Por ello, el autor no duda en asumir ahora el término “Moral política” por más que sea relativamente moderno, aspirando a que se encuentren bases para adoptar una postura razonada ante ellos basada en la doctrina social de la Iglesia, la Sagrada Escritura o el amplio pensamiento eclesial y no eclesial sobre estas cuestiones. Aquí nos fijamos sólo en dos capítulos, el inicial (cap.I) “distinción entre la política, la religión y la moral” y el conclusivo (cap.XXII).

1.- Convergencia y distinción entre la política, la religión y la moral.

Cierto que se debe partir de la distinción entre la política, la religión y la moral, pero a la par se debe sostener la afirmación de que el cristianismo, aun reconociendo que la política y la moral son distintas en su naturaleza y fines, la política no es independiente de la moral o de la religión en cuanto que es susceptible de ser sometida, y de hecho debe serlo, al juicio moral y religioso (p.494).

Por ello afirmar que la política es autónoma, no puede ser más que una afirmación relativa, a la que en ningún caso puede dársele un sentido absoluto. Precisamente, una exigencia moral derivada de la naturaleza humana es la existencia de una autoridad política, entendida como servicio al hombre y al bien común; así como la de un orden legal que garantice la dignidad humana y ese bien común. De ahí que la Iglesia católica tenga una aportación que hacer en torno a los valores de libertad, igualdad y solidaridad.

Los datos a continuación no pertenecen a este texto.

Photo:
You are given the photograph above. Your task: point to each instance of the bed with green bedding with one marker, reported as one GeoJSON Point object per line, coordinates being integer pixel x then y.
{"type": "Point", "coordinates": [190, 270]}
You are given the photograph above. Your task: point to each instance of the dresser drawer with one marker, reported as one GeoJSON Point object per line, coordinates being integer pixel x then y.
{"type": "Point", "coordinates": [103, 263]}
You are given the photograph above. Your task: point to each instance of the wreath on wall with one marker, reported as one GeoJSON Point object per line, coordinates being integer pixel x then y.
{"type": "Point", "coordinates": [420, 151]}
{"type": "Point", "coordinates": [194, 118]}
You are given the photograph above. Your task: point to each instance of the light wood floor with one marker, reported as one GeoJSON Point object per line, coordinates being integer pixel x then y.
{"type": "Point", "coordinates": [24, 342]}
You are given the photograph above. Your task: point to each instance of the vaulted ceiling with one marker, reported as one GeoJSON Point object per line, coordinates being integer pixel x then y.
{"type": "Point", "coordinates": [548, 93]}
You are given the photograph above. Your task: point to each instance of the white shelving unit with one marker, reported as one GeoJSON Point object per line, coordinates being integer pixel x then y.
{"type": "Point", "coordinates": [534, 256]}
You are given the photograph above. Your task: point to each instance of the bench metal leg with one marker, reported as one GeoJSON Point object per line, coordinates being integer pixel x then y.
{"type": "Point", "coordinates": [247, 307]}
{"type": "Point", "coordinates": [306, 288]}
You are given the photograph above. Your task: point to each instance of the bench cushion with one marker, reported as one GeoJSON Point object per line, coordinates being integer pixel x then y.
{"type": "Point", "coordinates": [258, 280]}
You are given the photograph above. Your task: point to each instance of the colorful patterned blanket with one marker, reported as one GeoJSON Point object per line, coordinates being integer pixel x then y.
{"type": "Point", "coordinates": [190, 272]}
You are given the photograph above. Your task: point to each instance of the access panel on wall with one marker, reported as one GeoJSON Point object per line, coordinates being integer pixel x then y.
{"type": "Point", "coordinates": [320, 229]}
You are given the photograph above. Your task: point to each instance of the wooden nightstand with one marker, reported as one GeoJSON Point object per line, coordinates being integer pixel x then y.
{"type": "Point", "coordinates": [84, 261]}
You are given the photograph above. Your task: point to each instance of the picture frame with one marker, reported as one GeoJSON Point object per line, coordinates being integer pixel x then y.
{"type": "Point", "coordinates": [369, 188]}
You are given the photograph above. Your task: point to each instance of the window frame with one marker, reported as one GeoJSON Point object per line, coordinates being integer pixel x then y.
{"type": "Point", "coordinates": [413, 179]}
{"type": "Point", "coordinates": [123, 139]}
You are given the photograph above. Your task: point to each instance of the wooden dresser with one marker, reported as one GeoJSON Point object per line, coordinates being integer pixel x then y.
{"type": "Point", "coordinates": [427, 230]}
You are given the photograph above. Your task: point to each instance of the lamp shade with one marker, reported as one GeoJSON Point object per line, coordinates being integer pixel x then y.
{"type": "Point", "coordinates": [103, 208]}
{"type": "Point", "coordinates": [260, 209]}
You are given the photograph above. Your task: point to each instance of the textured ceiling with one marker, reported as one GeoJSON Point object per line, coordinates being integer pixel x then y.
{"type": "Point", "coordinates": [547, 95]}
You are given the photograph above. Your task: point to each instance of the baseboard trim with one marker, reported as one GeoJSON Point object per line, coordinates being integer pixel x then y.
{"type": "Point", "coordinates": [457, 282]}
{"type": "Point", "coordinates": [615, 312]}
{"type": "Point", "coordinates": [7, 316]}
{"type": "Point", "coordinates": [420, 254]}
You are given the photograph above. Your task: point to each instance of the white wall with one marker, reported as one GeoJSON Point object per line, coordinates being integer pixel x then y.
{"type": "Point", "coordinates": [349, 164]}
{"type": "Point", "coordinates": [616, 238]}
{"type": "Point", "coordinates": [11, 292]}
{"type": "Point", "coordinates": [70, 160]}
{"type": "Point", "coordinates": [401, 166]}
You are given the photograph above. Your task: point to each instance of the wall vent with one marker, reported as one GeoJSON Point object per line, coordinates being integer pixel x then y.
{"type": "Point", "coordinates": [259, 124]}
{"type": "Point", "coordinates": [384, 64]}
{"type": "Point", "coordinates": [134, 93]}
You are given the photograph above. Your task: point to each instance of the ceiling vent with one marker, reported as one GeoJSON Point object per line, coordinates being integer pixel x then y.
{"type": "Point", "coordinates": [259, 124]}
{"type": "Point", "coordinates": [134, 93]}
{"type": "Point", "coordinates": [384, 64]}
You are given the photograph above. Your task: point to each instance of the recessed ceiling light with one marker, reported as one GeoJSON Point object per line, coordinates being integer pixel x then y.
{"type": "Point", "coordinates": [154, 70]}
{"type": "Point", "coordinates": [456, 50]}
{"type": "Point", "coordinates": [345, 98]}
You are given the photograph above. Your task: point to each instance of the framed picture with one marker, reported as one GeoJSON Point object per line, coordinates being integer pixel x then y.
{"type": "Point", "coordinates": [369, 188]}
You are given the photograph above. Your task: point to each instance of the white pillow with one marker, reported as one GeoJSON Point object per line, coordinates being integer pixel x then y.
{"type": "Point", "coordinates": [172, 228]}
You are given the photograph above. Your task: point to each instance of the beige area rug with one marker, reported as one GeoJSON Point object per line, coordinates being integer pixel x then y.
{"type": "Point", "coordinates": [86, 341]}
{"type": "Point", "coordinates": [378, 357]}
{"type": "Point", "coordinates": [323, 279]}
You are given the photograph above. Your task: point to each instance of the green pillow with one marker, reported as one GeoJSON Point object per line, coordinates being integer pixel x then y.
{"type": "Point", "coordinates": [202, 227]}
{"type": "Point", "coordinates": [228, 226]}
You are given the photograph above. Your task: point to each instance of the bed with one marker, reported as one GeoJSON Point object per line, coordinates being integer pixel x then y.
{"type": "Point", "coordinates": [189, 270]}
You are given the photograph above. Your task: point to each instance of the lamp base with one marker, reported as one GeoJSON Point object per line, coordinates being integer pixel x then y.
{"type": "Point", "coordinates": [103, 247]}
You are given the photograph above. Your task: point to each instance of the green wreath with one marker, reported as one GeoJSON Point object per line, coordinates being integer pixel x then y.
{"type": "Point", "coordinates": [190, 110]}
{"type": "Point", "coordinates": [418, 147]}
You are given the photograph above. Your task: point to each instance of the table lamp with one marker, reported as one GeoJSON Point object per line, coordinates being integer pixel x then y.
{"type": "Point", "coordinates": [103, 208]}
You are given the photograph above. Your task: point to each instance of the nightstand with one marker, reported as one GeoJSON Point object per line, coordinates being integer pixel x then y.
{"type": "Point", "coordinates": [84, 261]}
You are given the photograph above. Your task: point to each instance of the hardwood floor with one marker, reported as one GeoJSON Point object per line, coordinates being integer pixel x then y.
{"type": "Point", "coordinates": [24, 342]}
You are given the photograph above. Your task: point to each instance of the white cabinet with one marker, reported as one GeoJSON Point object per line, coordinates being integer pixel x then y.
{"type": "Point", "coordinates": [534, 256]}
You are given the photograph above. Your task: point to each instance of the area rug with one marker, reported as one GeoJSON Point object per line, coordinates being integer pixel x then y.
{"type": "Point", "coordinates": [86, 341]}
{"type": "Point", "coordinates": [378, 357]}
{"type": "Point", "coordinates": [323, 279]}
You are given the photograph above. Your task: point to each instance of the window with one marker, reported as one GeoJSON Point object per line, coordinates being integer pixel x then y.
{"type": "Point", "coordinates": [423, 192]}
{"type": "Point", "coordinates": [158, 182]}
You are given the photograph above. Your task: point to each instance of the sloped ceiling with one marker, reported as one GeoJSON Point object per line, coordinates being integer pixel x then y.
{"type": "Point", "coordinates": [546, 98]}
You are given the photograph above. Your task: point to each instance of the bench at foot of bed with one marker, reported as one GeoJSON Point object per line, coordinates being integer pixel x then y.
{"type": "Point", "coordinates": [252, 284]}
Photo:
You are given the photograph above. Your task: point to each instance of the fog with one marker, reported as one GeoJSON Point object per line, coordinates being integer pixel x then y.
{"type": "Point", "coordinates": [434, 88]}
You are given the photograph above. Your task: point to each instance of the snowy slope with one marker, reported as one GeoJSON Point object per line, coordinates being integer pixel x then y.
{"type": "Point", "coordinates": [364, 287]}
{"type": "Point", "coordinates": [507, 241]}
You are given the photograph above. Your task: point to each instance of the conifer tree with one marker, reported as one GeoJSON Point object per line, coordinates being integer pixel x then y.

Afirmación aquella que no contradice, como tampoco niega, la compatibilidad entre la denominada “ética civil” y la “moral cristiana” en el sentido de una sociedad plural y heterogénea como la española.

2. En qué consiste la aportación de la Iglesia.

Respecto a la sociedad, la Iglesia no pretende —insiste Sanz de Diego— el monopolio de la verdad sobre el hombre. Ella propone su moral como una alternativa a la que los hombres habrán de acceder en libertad”, ni pretende competir en términos competitivos con la propuestas morales no confesionales, ni tampoco excluye la “ética civil”, sino que se avance en el respeto de todos aquellos valores éticos que expresen la dignidad humana y sirvan de base a la convivencia pacífica y justa. “Ética civil” que no puede definirse como antirreligiosa o anticristiana.

Todo ello implica —según Sanz de Diego— que los cristianos debemos plantearnos todos los problemas políticos desde una perspectiva moral, en conciencia, y de acuerdo con los valores básicos que defiende la Iglesia católica en su Moral política.

3. Los Criterios para participar en la vida pública

Son los Criterios, enunciados especialmente por Juan XXIII en la Pacem in terris (nn.154-156): tanto los negativos —cual no aceptar compromisos que puedan dañar la integridad de la fe o de la moral—; como los positivos — la prudencia y la autoridad como competente—. No se olvidan sino que se indican, además, los deberes más señalados por el ministerio de la Iglesia, tanto en el campo de lo público, en general; como en la responsabilidad en las consultas políticas, y la militancia política, la profesión desde las perspectivas de la vida pública; y el cristiano ante los problemas socioeconómicos. En todo caso, se debe respetar la opción personal del cristiano ante los problemas del mundo y de todos.

Concluyendo con RAFAEL SANZ DE DIEGO, -La fe cristina tiene una esencial dimensión pública; -Nadie puede decir que ama a Dios si no ama al prójimo; -Es imprescindible para un cristiano el compromiso público que tiene diversos planos y grados: familia, profesión, política; -la Iglesia la ve preocupada por la escasa proyección social de los católicos; -pero la Iglesia, una vez más, no concreta las obligaciones de cada uno.

Referencia bibliográfica: RAFAEL SANZ DE DIEGO, Moral Política, (Madrid, BAC 2012) XXXI-683pp. La monografía es más que un manual; es un tratado amplio y bien conjuntado de Historia (Parte I) y Sistemática (Parte II) de la Moral política.